Jul 9, 2006

fighting fire with fire

Would you be excited by the prospect of keeping 93% of convicted drug offenders from re-offending?

Would you be less excited if you knew it took another drug?
Today Joliff has more than 90 days clean and sober. She credits an experimental treatment program, called Prometa, that offers addicts a glimmer of hope through a combination of an antihistamine, a sedative and an antidepressant that stops the drug cravings.

Joliff was among 40 people — all of whom were stuck in the Pierce County drug-court system because they couldn't stay away from drugs — who were given a chance to try a new treatment for addiction through a pilot program.

Pierce County Alliance, the county's treatment center, found that 92.5 percent of the participants remained drug-free in the first three months of the trial — while 98 percent of the weekly random urine analyses tested negative for substance abuse. The relapse rate in drug court is about 50 percent....

Prometa is based on three medicines that were originally approved by the FDA for other maladies — the antihistamine hydroxyzine; flumezanil, which counteracts the effects of sedatives; and the anticonvulsant Neurontin — but which together have shown great promise for addicts....

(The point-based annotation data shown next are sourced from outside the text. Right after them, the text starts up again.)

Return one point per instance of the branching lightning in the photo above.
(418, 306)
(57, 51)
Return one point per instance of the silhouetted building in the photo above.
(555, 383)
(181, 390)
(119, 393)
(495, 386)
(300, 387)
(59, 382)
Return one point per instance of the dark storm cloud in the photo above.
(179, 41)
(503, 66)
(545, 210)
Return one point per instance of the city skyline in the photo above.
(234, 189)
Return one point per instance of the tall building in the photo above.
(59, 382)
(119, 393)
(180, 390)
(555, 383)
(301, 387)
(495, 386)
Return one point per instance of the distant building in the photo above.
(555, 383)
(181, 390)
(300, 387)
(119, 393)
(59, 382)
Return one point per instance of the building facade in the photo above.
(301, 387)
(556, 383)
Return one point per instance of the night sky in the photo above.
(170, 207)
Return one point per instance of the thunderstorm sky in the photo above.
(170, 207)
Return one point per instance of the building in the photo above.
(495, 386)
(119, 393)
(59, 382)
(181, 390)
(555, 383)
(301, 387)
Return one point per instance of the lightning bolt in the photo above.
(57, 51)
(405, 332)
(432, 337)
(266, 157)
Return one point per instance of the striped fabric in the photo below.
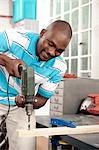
(22, 45)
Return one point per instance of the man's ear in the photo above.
(42, 32)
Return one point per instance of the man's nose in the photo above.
(51, 51)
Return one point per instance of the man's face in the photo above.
(51, 44)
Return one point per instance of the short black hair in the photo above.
(62, 25)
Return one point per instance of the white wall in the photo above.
(43, 13)
(5, 14)
(95, 39)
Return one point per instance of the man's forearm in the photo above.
(4, 59)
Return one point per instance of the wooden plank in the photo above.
(59, 131)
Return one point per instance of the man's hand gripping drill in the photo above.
(28, 89)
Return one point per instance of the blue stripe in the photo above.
(45, 93)
(3, 42)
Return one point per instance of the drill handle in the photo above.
(21, 68)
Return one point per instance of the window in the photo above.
(78, 14)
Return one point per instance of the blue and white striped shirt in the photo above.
(22, 45)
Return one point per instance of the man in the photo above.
(43, 54)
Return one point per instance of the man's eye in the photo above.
(50, 44)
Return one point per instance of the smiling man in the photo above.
(41, 52)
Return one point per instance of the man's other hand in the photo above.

Of the three pharmaceutical drugs that are administered during the treatment, one is given orally and two are administered intravenously once a day for three days. A second cycle of infusions is administered about three weeks later.

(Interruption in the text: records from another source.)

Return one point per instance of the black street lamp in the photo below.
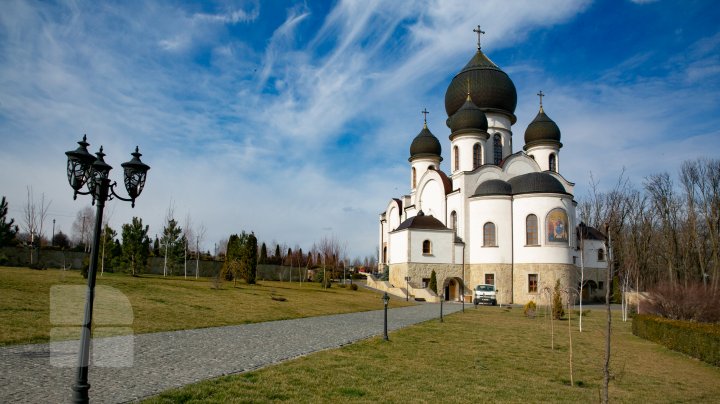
(442, 297)
(386, 299)
(84, 169)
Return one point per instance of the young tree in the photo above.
(172, 243)
(135, 245)
(83, 226)
(8, 230)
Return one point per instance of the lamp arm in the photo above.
(113, 194)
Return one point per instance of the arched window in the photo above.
(556, 226)
(456, 156)
(477, 155)
(497, 149)
(531, 230)
(426, 247)
(489, 235)
(453, 222)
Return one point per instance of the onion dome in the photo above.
(542, 130)
(532, 183)
(420, 221)
(468, 118)
(493, 187)
(425, 144)
(490, 88)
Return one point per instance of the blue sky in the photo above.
(294, 119)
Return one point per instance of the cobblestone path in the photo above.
(29, 373)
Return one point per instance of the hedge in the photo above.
(699, 340)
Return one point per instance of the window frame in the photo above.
(485, 235)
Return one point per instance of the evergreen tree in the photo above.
(558, 310)
(263, 254)
(135, 245)
(171, 244)
(8, 230)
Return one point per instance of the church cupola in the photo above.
(481, 85)
(542, 140)
(425, 151)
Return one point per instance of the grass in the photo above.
(164, 304)
(488, 354)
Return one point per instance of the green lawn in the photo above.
(173, 303)
(489, 354)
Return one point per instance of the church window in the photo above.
(489, 235)
(456, 156)
(531, 230)
(453, 222)
(497, 149)
(477, 155)
(532, 283)
(556, 226)
(426, 247)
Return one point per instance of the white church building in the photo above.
(495, 216)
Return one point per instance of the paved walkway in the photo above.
(29, 373)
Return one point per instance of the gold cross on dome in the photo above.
(479, 32)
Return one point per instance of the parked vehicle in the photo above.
(485, 294)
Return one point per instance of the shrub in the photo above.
(698, 340)
(694, 302)
(529, 309)
(558, 310)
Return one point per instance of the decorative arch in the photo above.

The treatment is finite, not habit-forming and shows few side effects, Torrington said.
The participants were allowed to choose Prometa. If its initial success carries on for the long term, you'd have to imagine that policymakers will consider making it mandatory, and exploring its use in other circumstances--who knows how it might affect sex addicts or kleptomaniacs.

1 comment:

MT said...

As long as the cure doesn't rely on sex out of wedlock.